Recent research published in Nature Communications reveals that certain tree species maintained high genetic diversity through ice age cycles, challenging previous assumptions of low diversity during these periods.

The study, led by Uppsala University in Sweden, involved a collaboration of scientists from 22 European research institutes.

Researchers analyzed DNA from approximately 3,500 trees across 164 different populations in Europe, focusing on species crucial to the forest ecosystem and economy.

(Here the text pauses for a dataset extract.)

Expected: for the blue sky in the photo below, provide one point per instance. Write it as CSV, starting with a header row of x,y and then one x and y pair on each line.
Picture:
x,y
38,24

In Sweden, the study concentrated on Norway spruces, Scots pines, and silver birches, which are vital for biodiversity and the timber economy.

The research examined seven key tree species, including European beech, Maritime pine, Sessile oak, Silver birch, Scots pine, Norway spruce, and Black poplar.

Findings indicate that ice age cycles had minimal impact on the genetic diversity of these species, attributed to their long generation times and effective pollen dispersal.

The ability of tree pollen to travel thousands of kilometers contributed to the high genetic diversity observed, enhancing resilience to habitat changes.

First author Pascal Milesi emphasized that this research offers a hopeful perspective for forest biodiversity management amid the ongoing biodiversity crisis and climate change.

Despite the positive findings regarding these tree species, scientists warn that many other organisms face significant threats from climate change, with ongoing biodiversity loss expected without immediate action.

The study suggests that historical evolutionary processes may help these trees cope with current climate change challenges.

During the last glacial period, approximately 10,000 years ago, tree distribution areas were significantly reduced, yet genetic diversity remained high, indicating resilience to drastic habitat changes.

Currently, forests cover about 38% of Europe’s land area, a significant decrease from around 65% approximately 6,000 years ago.